Because of these lessons, I view myself and the world around me completely different person than I did before. Honestly, I feel so much more at peace with myself, that I have been given so many tools and resources to be the best version of myself. At this time, I view myself as the best version of me, and, who knows I may cocoon and develop even further at another point in my life. I view myself as a powerful force in this world who can be a spark. I used to believe everyone had the same base level of morals and through my collegiate experience and life experience, I learned that is not true and that view was very adolescent. Now, I have a more realistic view of the world and now I am working at letting go of the expectations I have placed upon the world. The biggest change is that I see myself as a finisher, someone who finishes the things they have started.
I believe my experience at Belmont has provided me the space to be confident in the parts of me that are not my strengths. I feel like a peacock fanning its feathers for the first time and realizing how beautiful it is. It has drastically improved my views of myself, the world, and has made me a better writer because of it. I have never had a problem with facing brick walls because my mother taught me young that as a young black girl, I have to be stronger, better, faster, smarter, and work harder than all my peers to not just survive in this world but to thrive. Belmont has helped me hone in on my voice, to be vulnerable and open when sharing my experiences and thoughts through honesty, compassion, and strength. I have been reintroduced to myself and the kid who wanted to contribute to their community and world but also realizing that I can have a thriving career and be a contribution. I will move on to graduate school to focus on a degree in technology which is the field I work in but I will also use my voice and resources to encourage and support those finding their own way. If I had to reduce my experience at Belmont down to a slogan it would be “Finding Yourself Through Education.”
The Adult Degree program is an important program for adult learners. The two Liberal Studies classes you must take, one at the beginning of your Belmont journey and the one at the end of your journey help you open yourself up to the best version of yourself. The program awards the opportunity for adults who want to complete their degree to have a space that they feel supported to finish.

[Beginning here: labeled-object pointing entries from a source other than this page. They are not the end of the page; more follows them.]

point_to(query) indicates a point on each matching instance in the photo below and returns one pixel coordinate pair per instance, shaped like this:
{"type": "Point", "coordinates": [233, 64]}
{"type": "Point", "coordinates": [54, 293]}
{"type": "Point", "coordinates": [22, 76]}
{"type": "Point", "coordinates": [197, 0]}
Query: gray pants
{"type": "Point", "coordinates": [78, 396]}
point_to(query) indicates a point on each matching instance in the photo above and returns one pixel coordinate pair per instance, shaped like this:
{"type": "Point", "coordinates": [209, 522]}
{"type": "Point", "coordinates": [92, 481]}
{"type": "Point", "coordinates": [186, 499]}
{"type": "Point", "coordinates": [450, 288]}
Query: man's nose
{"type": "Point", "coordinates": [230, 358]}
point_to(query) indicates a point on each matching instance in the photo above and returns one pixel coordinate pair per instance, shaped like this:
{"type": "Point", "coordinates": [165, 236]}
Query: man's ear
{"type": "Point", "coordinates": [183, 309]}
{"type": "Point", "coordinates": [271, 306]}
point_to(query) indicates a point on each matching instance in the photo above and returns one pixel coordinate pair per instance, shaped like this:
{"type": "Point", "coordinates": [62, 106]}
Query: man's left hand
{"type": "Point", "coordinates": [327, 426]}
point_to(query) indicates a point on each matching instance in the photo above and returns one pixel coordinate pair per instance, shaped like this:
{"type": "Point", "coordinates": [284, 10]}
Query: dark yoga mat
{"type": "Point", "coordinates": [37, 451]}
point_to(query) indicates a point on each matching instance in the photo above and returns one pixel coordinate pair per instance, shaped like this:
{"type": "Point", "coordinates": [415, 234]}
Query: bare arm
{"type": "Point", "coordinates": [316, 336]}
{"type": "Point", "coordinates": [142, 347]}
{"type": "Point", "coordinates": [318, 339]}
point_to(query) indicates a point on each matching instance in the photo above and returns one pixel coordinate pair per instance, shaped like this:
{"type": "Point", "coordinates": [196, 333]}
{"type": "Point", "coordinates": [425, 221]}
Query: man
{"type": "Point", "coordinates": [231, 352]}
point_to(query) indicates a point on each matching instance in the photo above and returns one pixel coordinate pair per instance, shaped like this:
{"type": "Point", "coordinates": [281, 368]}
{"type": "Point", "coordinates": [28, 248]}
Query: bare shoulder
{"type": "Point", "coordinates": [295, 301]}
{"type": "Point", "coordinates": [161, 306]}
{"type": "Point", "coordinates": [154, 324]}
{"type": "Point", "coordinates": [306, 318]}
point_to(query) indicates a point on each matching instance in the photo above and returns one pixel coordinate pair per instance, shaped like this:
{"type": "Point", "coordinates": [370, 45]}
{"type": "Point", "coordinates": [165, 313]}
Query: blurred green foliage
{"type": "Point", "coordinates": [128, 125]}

At every turn, I have had the support and resources necessary to not only be successful but to finish my degree. The only qualm about the program which is probably a catch 22 is that your professors do not know that you are in the Adult Degree program. This is good because you are treated like every other student but during the current pandemic, I found that online classes are more stressful and cumbersome than before. When professors do not know you are an Adult Degree learner, you are sometimes bogged down with busywork. But this is not something that should necessarily be fixed but is something to be aware of during your pursuit.
In this journey of finishing my collegiate degree, I ended up at the place I should have been initially, Belmont. Although I do not believe my life would have unequivocally been better had I chose to apply and attend Belmont instead of Fisk, I do believe that the universe has a unique way of finding equilibrium.